O Conselho de Administração da Aura Minerals aprovou o pagamento de dividendos de US$ 0,14 por ação (aproximadamente US$ 10,1 milhões no total). De acordo com a política de dividendos mínimos da Aura, o dividendo é em respeito e baseado nos resultados financeiros esperados da Aura para os seis meses do exercício social findo em 30 de junho de 2023.

O dividendo pago pela Aura Minerals corresponde a 20% do Ebitda ajustado estimado para o semestre vigente menos gastos de capital de manutenção e gastos de capital de exploração para o mesmo período. O valor do dividendo é baseado nos resultados auferidos do primeiro trimestre deste ano e nos resultados esperados para o segundo trimestre, incluindo produção esperada, custos de caixa e Capex de manutenção e exploração para o período.

O dividendo será pago em 28 de junho de 2023 para os acionistas presentes nos livros da TSX Trust Company, escriturador da Companhia e agente de transferência no Canadá, no fechamento dos negócios em 21 de junho de 2023. Todos os acionistas registrados receberão o dividendo em dólares americanos. Os detentores de Brazilian Depositary Receipts (BDRs) registrados na Data Base receberão até 12 de julho de 2023 o pagamento do dividendo equivalente em Reais, com base em uma taxa de câmbio de mercado a ser divulgada em um futuro Comunicado ao Mercado, antes de sua data de pagamento.
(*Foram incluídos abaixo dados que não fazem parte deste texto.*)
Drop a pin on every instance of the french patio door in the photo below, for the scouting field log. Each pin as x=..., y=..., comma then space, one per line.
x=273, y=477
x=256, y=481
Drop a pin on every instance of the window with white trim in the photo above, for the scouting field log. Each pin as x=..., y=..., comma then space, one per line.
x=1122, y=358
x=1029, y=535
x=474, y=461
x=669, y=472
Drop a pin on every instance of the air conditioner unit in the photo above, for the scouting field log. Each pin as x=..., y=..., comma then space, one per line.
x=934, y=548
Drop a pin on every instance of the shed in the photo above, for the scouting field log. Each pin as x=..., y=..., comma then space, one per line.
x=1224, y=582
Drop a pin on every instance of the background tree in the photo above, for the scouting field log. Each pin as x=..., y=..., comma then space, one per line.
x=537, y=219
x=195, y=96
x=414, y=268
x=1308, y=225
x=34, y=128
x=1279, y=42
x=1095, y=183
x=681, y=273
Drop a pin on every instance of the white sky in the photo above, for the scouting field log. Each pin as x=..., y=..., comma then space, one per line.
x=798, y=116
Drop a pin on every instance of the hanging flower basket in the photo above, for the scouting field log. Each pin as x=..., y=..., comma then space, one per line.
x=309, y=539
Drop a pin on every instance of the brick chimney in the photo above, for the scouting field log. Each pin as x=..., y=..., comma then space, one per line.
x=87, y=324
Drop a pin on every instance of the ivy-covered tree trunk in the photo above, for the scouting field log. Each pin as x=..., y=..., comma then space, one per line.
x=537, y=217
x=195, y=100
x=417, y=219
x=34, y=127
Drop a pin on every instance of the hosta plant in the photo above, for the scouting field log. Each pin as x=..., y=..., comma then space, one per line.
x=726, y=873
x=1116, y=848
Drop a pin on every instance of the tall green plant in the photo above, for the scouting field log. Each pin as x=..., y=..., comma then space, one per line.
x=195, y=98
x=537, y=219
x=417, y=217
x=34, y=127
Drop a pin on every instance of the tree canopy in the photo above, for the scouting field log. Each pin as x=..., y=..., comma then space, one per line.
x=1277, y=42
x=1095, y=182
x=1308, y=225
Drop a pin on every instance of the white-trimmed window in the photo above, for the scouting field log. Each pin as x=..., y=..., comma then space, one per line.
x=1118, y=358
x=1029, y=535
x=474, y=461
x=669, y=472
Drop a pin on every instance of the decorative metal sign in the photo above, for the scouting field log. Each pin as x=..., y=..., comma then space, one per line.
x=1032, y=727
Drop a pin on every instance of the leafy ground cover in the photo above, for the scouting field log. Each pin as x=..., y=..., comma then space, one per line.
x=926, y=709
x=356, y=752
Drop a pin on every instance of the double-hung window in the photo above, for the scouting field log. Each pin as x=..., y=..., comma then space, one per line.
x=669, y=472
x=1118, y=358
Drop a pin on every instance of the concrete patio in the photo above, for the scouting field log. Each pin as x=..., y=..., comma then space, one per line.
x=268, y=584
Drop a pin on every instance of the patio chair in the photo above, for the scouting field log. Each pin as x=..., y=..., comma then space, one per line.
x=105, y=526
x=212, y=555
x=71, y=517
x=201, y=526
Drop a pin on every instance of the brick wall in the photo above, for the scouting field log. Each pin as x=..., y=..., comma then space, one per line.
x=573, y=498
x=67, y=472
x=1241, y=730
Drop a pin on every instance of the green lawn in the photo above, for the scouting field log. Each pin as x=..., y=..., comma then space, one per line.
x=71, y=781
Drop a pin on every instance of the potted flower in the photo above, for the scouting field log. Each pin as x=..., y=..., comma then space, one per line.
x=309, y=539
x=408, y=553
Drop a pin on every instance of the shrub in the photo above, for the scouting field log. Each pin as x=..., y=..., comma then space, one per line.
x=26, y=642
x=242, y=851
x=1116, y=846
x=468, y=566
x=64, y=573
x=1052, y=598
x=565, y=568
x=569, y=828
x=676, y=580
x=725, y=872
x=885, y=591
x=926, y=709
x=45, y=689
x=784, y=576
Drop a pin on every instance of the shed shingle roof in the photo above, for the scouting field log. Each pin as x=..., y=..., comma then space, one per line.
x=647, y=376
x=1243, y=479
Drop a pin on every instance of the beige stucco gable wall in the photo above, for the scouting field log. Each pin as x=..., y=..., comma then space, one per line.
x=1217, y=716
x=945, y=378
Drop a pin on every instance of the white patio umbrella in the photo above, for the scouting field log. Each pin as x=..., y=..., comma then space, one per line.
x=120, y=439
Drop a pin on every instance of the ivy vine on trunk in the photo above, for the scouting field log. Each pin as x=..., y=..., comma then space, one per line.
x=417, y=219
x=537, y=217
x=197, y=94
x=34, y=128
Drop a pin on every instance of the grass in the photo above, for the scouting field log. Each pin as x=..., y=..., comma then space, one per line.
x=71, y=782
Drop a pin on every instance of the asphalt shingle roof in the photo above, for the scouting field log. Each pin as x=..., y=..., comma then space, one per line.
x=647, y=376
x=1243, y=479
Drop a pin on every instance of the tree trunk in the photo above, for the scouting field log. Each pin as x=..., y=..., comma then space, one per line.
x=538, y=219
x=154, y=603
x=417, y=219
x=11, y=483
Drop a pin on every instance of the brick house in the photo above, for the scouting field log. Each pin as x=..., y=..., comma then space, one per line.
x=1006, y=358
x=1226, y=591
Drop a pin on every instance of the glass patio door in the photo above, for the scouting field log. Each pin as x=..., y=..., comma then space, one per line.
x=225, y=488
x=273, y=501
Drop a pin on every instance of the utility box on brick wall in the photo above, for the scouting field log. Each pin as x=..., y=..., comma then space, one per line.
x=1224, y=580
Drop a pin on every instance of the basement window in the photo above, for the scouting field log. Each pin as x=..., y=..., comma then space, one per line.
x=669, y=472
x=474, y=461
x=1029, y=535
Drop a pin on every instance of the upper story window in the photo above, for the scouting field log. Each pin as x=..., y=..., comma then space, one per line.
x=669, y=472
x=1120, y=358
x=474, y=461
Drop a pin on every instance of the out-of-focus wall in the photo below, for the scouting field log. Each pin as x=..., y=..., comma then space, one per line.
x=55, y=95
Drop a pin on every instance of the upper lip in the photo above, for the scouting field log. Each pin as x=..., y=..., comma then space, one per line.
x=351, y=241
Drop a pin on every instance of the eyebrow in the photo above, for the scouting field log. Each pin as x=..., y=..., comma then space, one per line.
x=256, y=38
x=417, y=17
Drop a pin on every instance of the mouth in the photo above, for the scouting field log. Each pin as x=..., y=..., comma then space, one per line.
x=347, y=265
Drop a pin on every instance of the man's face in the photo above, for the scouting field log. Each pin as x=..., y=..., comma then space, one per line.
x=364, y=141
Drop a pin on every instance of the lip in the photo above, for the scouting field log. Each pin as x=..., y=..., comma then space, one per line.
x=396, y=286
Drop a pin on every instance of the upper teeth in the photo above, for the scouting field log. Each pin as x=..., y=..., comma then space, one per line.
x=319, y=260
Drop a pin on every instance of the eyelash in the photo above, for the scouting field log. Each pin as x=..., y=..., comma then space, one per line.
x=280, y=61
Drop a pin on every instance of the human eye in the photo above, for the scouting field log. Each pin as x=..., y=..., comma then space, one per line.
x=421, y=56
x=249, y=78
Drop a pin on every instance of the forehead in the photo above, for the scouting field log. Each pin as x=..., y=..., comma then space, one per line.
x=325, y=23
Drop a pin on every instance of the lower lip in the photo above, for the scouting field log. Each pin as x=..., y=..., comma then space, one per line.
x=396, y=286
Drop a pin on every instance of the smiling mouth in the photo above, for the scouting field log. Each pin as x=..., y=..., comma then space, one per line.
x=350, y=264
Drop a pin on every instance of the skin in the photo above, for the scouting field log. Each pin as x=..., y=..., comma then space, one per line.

“Temos o prazer de anunciar o dividendo semestral, reafirmando nosso compromisso em entregar retornos sustentáveis aos nossos acionistas. O ano de 2023 é importante para mostrarmos nossa capacidade de crescer e pagar dividendos”, diz Rodrigo Barbosa, Presidente e CEO da Aura. O executivo comentou ainda que a empresa avança nos projetos de crescimento com a conclusão da construção da operação Almas, no Tocantins, dentro do prazo e sem desvio material em relação ao orçamento e com a expectativa de iniciarmos sua produção comercial no terceiro trimestre, além de dar prosseguimento aos projetos de Borborema e Matupá, no Mato Grosso, com o objetivo de entregar a meta de produzir 450.000 GEO anualizadas em 2025.